The above description is only an embodiment of the present invention, and not intended to limit the scope of the present invention, and all modifications of equivalent structures and equivalent processes performed by the present specification and drawings, or directly or indirectly applied to other related technical fields, are included in the scope of the present invention.

Claims

1. The intelligent illumination control system is characterized by comprising an application end, a master control center in communication connection with the application end, a sub-control center in communication connection with the master control center, control nodes in communication connection with the sub-control centers, and terminal equipment electrically connected with the control nodes, wherein the master control center can control the terminal equipment according to an instruction of the application end.

2. The intelligent illumination control system according to claim 1, wherein the main control center, the sub-control centers and the control nodes each comprise a wireless network module, the wireless network module of the main control center is wirelessly connected with the wireless network module of the sub-control center, and the wireless network module of the sub-control center is wirelessly connected with the wireless network module of the control node.

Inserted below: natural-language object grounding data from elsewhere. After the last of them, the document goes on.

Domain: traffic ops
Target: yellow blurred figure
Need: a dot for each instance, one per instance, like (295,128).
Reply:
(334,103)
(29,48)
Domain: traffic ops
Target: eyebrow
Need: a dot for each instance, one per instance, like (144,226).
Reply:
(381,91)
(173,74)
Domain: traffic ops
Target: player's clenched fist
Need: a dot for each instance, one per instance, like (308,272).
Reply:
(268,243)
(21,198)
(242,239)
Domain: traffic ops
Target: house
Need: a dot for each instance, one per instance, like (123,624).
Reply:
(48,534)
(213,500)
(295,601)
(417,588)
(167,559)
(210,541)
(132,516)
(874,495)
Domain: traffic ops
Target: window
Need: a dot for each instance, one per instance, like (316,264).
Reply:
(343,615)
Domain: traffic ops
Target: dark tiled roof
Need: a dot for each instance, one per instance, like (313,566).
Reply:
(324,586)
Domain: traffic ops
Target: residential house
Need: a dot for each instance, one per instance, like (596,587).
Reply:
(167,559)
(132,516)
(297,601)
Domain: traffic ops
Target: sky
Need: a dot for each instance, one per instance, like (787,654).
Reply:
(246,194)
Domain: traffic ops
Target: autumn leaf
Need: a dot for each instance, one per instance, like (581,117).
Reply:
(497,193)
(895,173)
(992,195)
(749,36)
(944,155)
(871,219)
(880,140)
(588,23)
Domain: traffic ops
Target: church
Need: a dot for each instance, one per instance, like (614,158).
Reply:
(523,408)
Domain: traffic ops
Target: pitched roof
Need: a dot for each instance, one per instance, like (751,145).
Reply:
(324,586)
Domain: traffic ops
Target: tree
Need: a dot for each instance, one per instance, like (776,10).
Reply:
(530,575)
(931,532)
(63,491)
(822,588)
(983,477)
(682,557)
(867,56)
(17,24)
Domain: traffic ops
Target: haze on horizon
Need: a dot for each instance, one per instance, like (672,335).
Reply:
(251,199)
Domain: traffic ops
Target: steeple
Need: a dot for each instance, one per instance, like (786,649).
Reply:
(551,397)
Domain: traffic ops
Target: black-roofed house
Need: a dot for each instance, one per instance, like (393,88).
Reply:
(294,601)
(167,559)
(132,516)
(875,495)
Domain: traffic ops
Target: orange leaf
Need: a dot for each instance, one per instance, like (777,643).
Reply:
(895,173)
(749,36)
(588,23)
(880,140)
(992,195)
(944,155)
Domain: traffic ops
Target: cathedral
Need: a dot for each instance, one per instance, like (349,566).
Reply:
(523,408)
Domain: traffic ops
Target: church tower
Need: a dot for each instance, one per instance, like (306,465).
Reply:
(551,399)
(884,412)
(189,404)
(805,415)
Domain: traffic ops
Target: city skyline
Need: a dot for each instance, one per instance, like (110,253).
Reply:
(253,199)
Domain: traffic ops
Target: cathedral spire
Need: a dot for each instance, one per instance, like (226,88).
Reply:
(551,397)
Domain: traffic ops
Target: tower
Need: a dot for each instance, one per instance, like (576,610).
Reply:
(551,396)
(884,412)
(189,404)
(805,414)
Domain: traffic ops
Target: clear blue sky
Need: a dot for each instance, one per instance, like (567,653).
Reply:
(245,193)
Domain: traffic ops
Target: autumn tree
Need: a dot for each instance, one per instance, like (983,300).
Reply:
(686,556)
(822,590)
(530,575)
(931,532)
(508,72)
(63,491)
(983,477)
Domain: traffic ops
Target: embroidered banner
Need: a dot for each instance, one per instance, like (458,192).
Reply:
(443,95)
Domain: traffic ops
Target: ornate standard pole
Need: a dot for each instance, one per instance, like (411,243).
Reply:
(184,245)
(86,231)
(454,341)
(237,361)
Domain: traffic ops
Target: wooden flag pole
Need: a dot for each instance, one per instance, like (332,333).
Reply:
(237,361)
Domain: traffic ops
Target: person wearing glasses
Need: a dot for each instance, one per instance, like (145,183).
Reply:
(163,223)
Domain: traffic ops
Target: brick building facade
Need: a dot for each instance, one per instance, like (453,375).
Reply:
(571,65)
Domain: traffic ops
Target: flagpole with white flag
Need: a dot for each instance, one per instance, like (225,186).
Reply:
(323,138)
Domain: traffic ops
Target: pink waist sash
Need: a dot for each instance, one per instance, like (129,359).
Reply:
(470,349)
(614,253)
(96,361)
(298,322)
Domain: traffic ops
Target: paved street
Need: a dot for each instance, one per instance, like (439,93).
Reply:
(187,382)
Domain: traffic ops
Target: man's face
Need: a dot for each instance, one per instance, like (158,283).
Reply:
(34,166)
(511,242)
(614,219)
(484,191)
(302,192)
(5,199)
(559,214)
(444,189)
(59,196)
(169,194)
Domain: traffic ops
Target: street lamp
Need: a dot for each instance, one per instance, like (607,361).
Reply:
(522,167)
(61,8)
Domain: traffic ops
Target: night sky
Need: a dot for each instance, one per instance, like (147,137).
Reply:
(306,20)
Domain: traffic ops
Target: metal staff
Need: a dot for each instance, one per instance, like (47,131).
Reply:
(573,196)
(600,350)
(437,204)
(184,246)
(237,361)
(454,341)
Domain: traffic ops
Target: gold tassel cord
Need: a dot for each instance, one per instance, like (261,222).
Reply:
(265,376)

3. The intelligent lighting control system of claim 2 wherein the wireless network modules are 2G/3G/4G network modules.

4. The intelligent illumination control system according to claim 2, wherein the master control center and the slave control centers each comprise a processing module electrically connected to the wireless network module, and the control node further comprises a control module electrically connected to the wireless network module and the terminal device, respectively.

5. The intelligent lighting control system of claim 4 wherein the control node further comprises a local controller electrically connected to the terminal devices for independent control of the terminal devices.

6. The intelligent lighting control system according to claim 4, wherein the terminal device comprises a street lamp, a landscape lamp light and a video monitoring device, and the control module comprises a street lamp lighting module, a landscape lamp light module and a video monitoring module;

the street lamp lighting module is electrically connected with a street lamp, the landscape lamp optical module is electrically connected with landscape lamp light, and the video monitoring module is electrically connected with video monitoring equipment.

7. The intelligent illumination control system of claim 4, wherein the control module further comprises a device monitoring module electrically connected to the terminal device for monitoring and uploading the operation status of the terminal device to the sub-control center and/or the main control center.

8. An intelligent lighting control method, comprising:

receiving a control instruction sent by an application end;

analyzing the control instruction;

9. The intelligent lighting control method according to claim 8, wherein the analyzing the control command specifically comprises:

identifying the user authority of the control instruction;

identifying a control area of the control instruction;

judging whether the control area is matched with the user authority;

if yes, executing the next step;

if not, returning the control instruction sent by the receiving application end.

10. The intelligent illumination control method according to claim 9, wherein the sending of the processed control command to the subordinate sub-control center is performed by the sub-control center, and the sub-control center processes the control command and sends the processed control command to the control node to control the terminal device, specifically comprising:

and sending the control instruction to the corresponding sub-control center according to the control area, further analyzing the control instruction by the corresponding sub-control center, and sending the control instruction to the selected control node so as to control the terminal equipment.